# Testing MPRA Dataloading

**Authorship:**
Adam Klie, *03/02/2022*
***
**Description:**
Notebook for testing out PyTorch DataLoading for MPRADataSet and MPRADataModule classes

<div class="alert alert-block alert-warning">
<b>TODOs</b>:
<ul>
    <b><li>Add test cases for each step</li></b>
    <b><li>Feel like initial loading will break given certain data</li></b>
    </ul>
</div>

In [2]:
import numpy as np
import pandas as pd

# Autoreload extension
if 'autoreload' not in get_ipython().extension_manager.loaded:
    %load_ext autoreload
%autoreload 2

# Add the scripts from this project
import sys
sys.path.append("../eugene")

# Dataloading packages
from torch.utils.data import Dataset, DataLoader
from torchvision import transforms
from transforms import ReverseComplement, Augment, OneHotEncode, ToTensor

# Logging info
import logging
logging.basicConfig(level=logging.DEBUG)

In [3]:
# Define directories
OLS_TSV = "/cellar/users/aklie/projects/EUGENE/data/2021_OLS_Library/2021_OLS_Library.tsv"
NUMPY_OHE = "/cellar/users/aklie/projects/EUGENE/data/2021_OLS_Library/ohe_seq/0.09-0.4_X-train-0.9_ohe-seq.npy"
FASTA_SEQS = "/cellar/users/aklie/projects/EUGENE/data/2021_OLS_Library/fasta/0.09-0.4_X-test-0.1_fasta.fa"
BINARY_TARGET = "/cellar/users/aklie/projects/EUGENE/data/2021_OLS_Library/binary/0.09-0.4_y-train-0.9_binary.txt"

# MPRADataset Class
PyTorch Dataset class for loading MPRA data.
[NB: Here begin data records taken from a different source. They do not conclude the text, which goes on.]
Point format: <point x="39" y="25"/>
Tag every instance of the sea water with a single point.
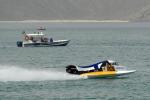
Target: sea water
<point x="34" y="73"/>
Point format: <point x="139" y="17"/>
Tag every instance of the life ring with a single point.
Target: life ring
<point x="26" y="37"/>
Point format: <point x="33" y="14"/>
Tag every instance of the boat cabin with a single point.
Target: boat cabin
<point x="36" y="37"/>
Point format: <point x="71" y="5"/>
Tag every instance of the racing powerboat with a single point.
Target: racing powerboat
<point x="106" y="68"/>
<point x="39" y="40"/>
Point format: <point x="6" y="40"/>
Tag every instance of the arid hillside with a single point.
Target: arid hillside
<point x="132" y="10"/>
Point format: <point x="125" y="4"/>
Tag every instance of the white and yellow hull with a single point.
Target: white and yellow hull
<point x="106" y="73"/>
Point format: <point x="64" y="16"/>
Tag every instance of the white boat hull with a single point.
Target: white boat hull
<point x="44" y="44"/>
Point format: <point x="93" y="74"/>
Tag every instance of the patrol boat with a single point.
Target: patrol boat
<point x="107" y="68"/>
<point x="39" y="40"/>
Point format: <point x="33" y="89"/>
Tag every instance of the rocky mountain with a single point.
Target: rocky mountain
<point x="132" y="10"/>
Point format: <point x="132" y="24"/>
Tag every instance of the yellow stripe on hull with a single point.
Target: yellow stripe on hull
<point x="100" y="74"/>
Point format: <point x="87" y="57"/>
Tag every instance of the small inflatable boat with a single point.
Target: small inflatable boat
<point x="107" y="68"/>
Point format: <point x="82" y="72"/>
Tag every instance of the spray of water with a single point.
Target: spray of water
<point x="21" y="74"/>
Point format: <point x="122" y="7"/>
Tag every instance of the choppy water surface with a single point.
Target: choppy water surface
<point x="39" y="73"/>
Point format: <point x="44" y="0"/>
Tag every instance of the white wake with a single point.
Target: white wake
<point x="22" y="74"/>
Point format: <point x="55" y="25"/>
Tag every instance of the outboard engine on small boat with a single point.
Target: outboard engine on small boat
<point x="19" y="43"/>
<point x="72" y="69"/>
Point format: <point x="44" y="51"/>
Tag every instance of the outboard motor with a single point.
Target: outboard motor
<point x="72" y="69"/>
<point x="19" y="43"/>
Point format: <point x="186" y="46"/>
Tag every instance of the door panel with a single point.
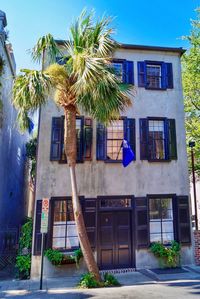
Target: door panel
<point x="115" y="240"/>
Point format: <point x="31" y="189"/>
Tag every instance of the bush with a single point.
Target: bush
<point x="54" y="256"/>
<point x="110" y="280"/>
<point x="169" y="256"/>
<point x="23" y="263"/>
<point x="89" y="281"/>
<point x="23" y="259"/>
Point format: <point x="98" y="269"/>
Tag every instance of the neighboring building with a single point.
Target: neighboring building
<point x="124" y="208"/>
<point x="12" y="153"/>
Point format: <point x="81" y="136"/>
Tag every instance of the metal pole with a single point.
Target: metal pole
<point x="42" y="260"/>
<point x="194" y="189"/>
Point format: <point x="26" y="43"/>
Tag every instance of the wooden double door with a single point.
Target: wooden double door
<point x="115" y="240"/>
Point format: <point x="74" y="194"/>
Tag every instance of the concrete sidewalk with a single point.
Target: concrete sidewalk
<point x="24" y="288"/>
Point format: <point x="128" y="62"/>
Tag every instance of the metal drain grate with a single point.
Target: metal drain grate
<point x="118" y="271"/>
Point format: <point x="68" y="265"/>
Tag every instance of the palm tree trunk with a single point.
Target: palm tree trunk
<point x="70" y="150"/>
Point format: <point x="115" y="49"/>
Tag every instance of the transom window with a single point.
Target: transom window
<point x="115" y="203"/>
<point x="78" y="140"/>
<point x="161" y="220"/>
<point x="65" y="235"/>
<point x="156" y="140"/>
<point x="153" y="76"/>
<point x="115" y="136"/>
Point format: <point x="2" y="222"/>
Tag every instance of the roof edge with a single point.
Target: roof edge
<point x="142" y="47"/>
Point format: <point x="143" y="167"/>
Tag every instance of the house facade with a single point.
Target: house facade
<point x="125" y="209"/>
<point x="12" y="154"/>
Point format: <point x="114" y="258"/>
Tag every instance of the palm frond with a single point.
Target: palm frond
<point x="30" y="90"/>
<point x="23" y="120"/>
<point x="47" y="46"/>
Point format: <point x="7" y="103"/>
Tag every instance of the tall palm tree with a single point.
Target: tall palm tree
<point x="85" y="82"/>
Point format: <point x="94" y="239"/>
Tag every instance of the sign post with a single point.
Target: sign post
<point x="43" y="230"/>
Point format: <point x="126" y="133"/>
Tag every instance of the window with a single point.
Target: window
<point x="78" y="138"/>
<point x="109" y="139"/>
<point x="161" y="220"/>
<point x="118" y="68"/>
<point x="124" y="70"/>
<point x="158" y="139"/>
<point x="115" y="136"/>
<point x="64" y="233"/>
<point x="84" y="139"/>
<point x="155" y="75"/>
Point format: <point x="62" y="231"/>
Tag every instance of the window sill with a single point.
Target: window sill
<point x="154" y="88"/>
<point x="160" y="160"/>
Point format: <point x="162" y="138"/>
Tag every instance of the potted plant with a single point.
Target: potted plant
<point x="168" y="255"/>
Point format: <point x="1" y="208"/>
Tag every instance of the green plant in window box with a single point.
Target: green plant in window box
<point x="88" y="281"/>
<point x="168" y="255"/>
<point x="58" y="258"/>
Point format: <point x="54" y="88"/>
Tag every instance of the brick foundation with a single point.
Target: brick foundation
<point x="197" y="247"/>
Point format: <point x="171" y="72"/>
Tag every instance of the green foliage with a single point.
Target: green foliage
<point x="58" y="258"/>
<point x="25" y="240"/>
<point x="89" y="281"/>
<point x="110" y="280"/>
<point x="191" y="89"/>
<point x="23" y="260"/>
<point x="54" y="256"/>
<point x="77" y="256"/>
<point x="23" y="263"/>
<point x="169" y="256"/>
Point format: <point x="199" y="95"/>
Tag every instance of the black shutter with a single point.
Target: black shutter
<point x="141" y="74"/>
<point x="129" y="73"/>
<point x="88" y="139"/>
<point x="172" y="139"/>
<point x="80" y="141"/>
<point x="56" y="138"/>
<point x="144" y="139"/>
<point x="142" y="222"/>
<point x="101" y="142"/>
<point x="38" y="235"/>
<point x="130" y="133"/>
<point x="169" y="75"/>
<point x="184" y="228"/>
<point x="89" y="213"/>
<point x="163" y="75"/>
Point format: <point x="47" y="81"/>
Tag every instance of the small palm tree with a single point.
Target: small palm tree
<point x="85" y="82"/>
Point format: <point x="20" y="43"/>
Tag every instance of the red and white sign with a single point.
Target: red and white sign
<point x="44" y="215"/>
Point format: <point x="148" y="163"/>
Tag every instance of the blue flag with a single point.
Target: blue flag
<point x="31" y="126"/>
<point x="128" y="154"/>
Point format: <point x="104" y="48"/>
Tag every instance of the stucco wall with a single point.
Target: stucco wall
<point x="141" y="177"/>
<point x="12" y="151"/>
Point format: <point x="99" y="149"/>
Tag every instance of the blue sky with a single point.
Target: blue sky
<point x="155" y="22"/>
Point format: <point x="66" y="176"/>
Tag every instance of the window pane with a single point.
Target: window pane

Here tare the steps for loading:
 1. Load the dataset from files of different supported types using functions from `load_data.py`
 2. Generate an MPRADataset object from sequences and targets
     - Pass in the seqs and targets
     - Compose torchvision transforms
 3. Pass the dataset to DataLoader

In [4]:
from MPRADataset import MPRADataset
MPRADataset?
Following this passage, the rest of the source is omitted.